Puzzled, Kate stood in her stirrups ... nothing. Fraconi looked equally puzzled. "Three boats? Each, I think, will carry twenty men, although I doubt they carried so many. Yet how many? And where are they?"

There was a stilling behind them. Fraconi turned like a cat ... too late.

There were a dozen men there, seamen by the look of them. All had guns. The man in command was a surly-looking ruffian. "Lift no hand if you wish to live," he said, "and get down from those horses!"

Kate slapped her heels into her mount and as the horse leaped forward she dropped to the for side of him, Indian-fashion. The horse leaped into a run and was plunging for the sand-hills when a shot rang out, then another.

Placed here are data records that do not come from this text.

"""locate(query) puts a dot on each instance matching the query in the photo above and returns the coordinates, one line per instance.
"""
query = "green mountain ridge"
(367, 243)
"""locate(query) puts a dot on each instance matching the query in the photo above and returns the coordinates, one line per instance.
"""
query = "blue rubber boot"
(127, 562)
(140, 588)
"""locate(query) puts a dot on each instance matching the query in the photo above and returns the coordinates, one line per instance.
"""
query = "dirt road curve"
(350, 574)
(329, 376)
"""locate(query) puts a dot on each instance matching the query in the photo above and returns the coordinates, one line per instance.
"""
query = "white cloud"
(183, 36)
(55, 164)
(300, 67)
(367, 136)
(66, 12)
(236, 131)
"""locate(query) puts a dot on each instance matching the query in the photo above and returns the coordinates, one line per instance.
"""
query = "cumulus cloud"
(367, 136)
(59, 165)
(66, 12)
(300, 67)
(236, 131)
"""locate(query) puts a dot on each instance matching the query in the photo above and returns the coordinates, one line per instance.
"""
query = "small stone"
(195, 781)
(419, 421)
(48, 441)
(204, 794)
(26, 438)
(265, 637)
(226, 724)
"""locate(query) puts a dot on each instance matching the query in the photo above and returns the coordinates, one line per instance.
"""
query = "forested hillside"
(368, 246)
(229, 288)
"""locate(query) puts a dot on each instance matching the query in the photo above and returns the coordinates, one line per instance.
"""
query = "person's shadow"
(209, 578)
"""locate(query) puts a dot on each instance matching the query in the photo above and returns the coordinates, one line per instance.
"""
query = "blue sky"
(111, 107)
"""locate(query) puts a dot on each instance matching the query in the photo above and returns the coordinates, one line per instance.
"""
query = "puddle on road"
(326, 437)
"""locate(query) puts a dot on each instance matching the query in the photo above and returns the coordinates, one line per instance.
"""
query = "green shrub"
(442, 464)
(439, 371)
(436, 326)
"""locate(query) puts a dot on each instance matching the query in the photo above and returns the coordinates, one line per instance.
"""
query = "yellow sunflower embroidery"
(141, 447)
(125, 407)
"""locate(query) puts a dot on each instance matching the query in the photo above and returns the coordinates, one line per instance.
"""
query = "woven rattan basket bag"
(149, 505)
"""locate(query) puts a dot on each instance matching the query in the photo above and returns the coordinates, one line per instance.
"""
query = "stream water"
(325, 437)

She felt the horse shudder as he took the bullet, but as he started to fall, she sprang free. She had not grown up on a ranch for nothing.

She sprang free, tumbled upon the sand, and got up and started to run.

Then they were all around her, and two men grabbed her arms, jerking her roughly around.

"Do her no harm," the officer said, "that was most expressly mentioned. She's worth a thousand in gold if she's unharmed."

He glanced at her appraisingly. "I'd give two thousand, myself!"

He glanced around suddenly. "Damn it all! Where's the other one?"

Fraconi was gone.

He swore bitterly. "Did none of you see him?"

"It was her we were sent to get, sir," a seaman said. "When she tried to get away, we tried to stop her."

The officer shrugged. "Very well, forget him. He was of no importance, anyway. Take her now. She goes aboard ship."

Then he lifted his hand. "Hold up! We must let Captain Hammond know, and Colonel Ashford as well. Jamie," he said to the boy with them, "run off for the Captain now. Do you be telling them we've captured our prize. We will wait here."

The boy ran off, and there was silence. The officer glanced at the men. "You may smoke," he said, "but be watchful. She's a tricky lass."

"And a niece to Captain Martin Connery," she said.

There was an absolute silence, then the officer said, "What was that you said, ma'am?"

"I said I was a niece to Captain Connery, whose ship the Golden Vanity lies in Mission Bay, if you will but look."

She'd heard it said that seamen knew of each other as landsmen often do and that reputations travel far. It had been said that seamen, wherever they might be, knew of Martin Connery and his ship.

"Mr. Masters, sir?" He was a tall young man with blond hair. "We didn't reckon on this, sir."

"And neither did I," Masters said irritably. He glanced at Kate again. "Ma'am? You are niece to Captain Connery, of the Vanity?"